I know! I wasn’t car-dancing to Katy Perry for once!
The guys, along with callers, heatedly debated whether or not plays and other vernacular of the game ought to be standardized.
The pro-standardization guys said that there is a lot of player mobility in the league. Say a WR plays in Baltimore for the first 2 years of his career. He learns his routes, and is used to the play-calling by number. He’s memorized his route tree, using the poetic
Odds go inside,
evens go out.
The higher the number,
The deeper the route.
But then he gets traded to Green Bay. They don’t number the routes the same way. He’s confused, and spends an inordinate amount of time re-learning WR basics. Wouldn’t it be easier for all involved, if route trees were standardized?
But the anti-standardization guys reminded listeners of some very important points:
– Play-calling isn’t just short-hand, it’s also covert. Teams need to be able to trick the opponent with their plays.
– Each coach has a different “style,” and killing their ability to put their own flavor on the individual team’s vernacular kills an essence of team unity.
– Diminishing autonomy prevents innovation – coaches and players couldn’t authentically think “outside of the box,” instead solely relying on innovators of the past and never progressing the game forward.
Ultimately, winning is the real standard. How a coach chooses to get his team to that standard relies on his skill, style, and innovation.
Because I’m a teacher, my lens is clouded with the muck of the standardization debate in the education field. I couldn’t help but hear the similarities between this debate and the daily one at the school, district, state, and federal level.

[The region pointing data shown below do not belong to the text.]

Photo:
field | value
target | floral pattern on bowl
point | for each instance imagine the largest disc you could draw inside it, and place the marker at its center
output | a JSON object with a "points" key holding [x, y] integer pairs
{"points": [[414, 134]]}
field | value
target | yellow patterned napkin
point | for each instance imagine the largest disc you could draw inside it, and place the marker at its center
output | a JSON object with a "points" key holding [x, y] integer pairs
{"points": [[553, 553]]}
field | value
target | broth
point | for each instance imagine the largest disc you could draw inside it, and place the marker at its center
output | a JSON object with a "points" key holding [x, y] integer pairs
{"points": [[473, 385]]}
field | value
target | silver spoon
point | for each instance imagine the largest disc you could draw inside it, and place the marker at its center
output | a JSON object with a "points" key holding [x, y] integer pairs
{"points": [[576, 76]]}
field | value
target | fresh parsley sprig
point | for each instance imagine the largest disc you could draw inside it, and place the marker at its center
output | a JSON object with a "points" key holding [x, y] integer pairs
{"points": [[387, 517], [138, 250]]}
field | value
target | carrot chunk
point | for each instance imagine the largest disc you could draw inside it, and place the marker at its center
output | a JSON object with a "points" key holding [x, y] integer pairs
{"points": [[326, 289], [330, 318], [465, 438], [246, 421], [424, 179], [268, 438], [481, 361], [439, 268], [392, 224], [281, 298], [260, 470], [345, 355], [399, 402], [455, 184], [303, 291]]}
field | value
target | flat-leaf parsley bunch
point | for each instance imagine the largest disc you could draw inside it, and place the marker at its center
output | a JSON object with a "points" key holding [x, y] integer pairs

Wouldn’t it be great – I’ve been asked – if any kid from any state could walk into any classroom on any given day, and learn the exact same thing? Kids wouldn’t be lost if they move, or have to hope for a “good” teacher. It would be more equitable a system.
Okay, but …
Killing the style of a teacher kills her* classroom energy and unity and her buy-in to the curriculum. Killing her freedom kills her ability to innovate, improvise, and differentiate for different learners. Setting the bar too high sets students up for failure, while setting it too low compromises the pushing of academic boundaries.
Ultimately, well-educated citizens are the standard. How a teacher chooses to get her class to that standard relies on her skill, style, and innovation.

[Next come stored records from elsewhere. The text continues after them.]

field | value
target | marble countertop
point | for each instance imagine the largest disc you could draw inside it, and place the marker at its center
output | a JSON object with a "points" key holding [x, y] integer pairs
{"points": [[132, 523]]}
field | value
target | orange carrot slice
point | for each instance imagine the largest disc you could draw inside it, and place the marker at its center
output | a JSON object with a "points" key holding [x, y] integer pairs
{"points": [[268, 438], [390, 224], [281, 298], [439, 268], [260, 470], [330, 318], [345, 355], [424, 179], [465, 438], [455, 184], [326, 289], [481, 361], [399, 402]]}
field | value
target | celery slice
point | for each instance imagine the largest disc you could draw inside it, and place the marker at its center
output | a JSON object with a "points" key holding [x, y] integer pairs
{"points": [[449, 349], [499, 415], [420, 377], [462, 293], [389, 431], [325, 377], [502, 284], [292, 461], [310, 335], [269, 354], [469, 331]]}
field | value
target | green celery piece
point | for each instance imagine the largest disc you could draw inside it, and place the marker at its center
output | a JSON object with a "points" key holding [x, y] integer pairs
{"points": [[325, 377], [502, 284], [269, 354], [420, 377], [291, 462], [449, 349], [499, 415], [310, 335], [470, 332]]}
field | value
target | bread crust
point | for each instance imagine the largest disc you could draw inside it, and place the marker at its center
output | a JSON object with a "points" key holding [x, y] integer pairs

The Common Core – a corporate-made model du jour – sets standards of learning. In itself, not horrible. But its implementation is becoming the lock-step, creativity-free, totally anesthetized masses reminiscent of dystopian novels.
We wouldn’t stand for it in our sports. And we certainly shouldn’t stand for it in our schools.
Coaches – keep innovating! Keep putting your stamp on your team! You know your guys, you know your sport, and you are creative and skilled.
The same goes for teachers.
Hugs and loves!
*I used masculine pronouns for coaches and feminine pronouns for teachers. I know! Well, coaches are men (for now!). And I’m a teacher, and a woman. So there ya go.